After the June first-burst of roses faded and the black-eyed susans took over, the shift happened.
The sound changed. Did you notice? Last week. The cicadas are brurzing. (One of my father’s invented words.) The tree frogs are singing. I heard geese honking the other day. Flying south already? Too soon! I am not ready for September! It can’t be!
You see, I love August and can’t stand the thought of it ending. It hasn’t begun yet, but I am already preparing myself for August to be over. For the Summer to be over. Kind of like how I both love and dread Sundays. Or life. Instead of living it and loving it, I am anticipating my sadness at being at the end of it.
I love August. The anxious transition to Summer is behind us. The kids are settled into their Summer. There is no homework. Unless you count Summer Reading.
(Who thought Atlas Shrugged was a good choice for Summer Reading anyway? I am encouraging my daughter to read the Cliffs Notes and don’t care if anyone accuses me of being a bad mother and a defiant English Lit major who should be ostracized for disrespecting the canon!)
The days are still blissfully long. Minimal clothes. No shoes. (Well, I go barefoot year-round. Thank you Yoga.) Work slows, a touch. And we have our vacation week on the horizon. Resting, reading, writing, walking, cooking, connecting with my family and friends at the beach, free from routine. I can’t wait.
Then it is over. September. The relentless pace will be back. School, activities, deadlines, pressure to perform. The kids are in the next grade. I am another year older.
I get depressed in August.
Last year, I forbade myself to get depressed. As if by sheer force of will, I could control my mood. Deny my mood. Instead, I launched full tilt into two enormously demanding, challenging, and creative projects. I began teaching yoga consistently once a week. I started my blog, writing consistently once a week. (More or less.) Determined to not quit, I persevered even when my confidence waned and my enthusiasm was shaky. I find myself looking back on those early yoga classes, those early blog posts, with a blushing mixture of pride and embarrassment at their amateur quality. Because, you know, I am so sophisticated now. Beware the sophomore year. Beware the pressure to perform at a higher level. Hang on to beginner mind. I teach because I love sharing yoga and how it makes me and my students feel happy. I write because it is my way of understanding and revealing who I am in a way I have never had the guts to do before. It is not about how many students I have, how many followers I have. Process not results.
This year. What? What shall I do with this seasonal pause? The sabbatical before September. How can I stay in the present moment and enjoy every minute of this long wonderful month? I do think one can make choices about ones’ mood, or at least how one reacts. I can choose to be sad about Summer ending or I can choose to be grateful that my favorite month is here. I choose to be grateful. To live and love my life. Every moment of it. Every person in it.
It is tempting to set myself an assignment. To get through August with GOALS. I will begin to meditate! That’s it! I will meditate EVERY DAY in August. I will post something I am grateful about EVERY DAY in August.

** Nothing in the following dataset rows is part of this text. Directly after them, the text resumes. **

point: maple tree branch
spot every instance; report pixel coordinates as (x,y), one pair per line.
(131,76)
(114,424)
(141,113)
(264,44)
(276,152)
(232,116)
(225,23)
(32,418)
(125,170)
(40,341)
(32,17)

I will connect with one friend EVERY DAY in August. I will look at the moon EVERY NIGHT in August.
All worthy ideas, but the pressure to perform them makes me feel depressed. And anxious. Well, to be honest, the ideas kind of jazz me up to a manic achievement-oriented state. YES! That’s how I am going to handle August! I am going to do ALL of those things! The depression comes later. Either when I’ve done all those things and still feel sad or I haven’t done all those things and berate myself for failing. And still feel sad.
To hell with good intentions and impossible-to-achieve resolutions. Perhaps I should take a cue from the seasonal pause of nature. And let myself pause. Pause and breathe.
And maybe, just maybe, do something completely out of character, like watch Sharknado, with laughter instead of my customary derisive judgment. Laughter with my family.
August with my family. I can’t wait for it to begin.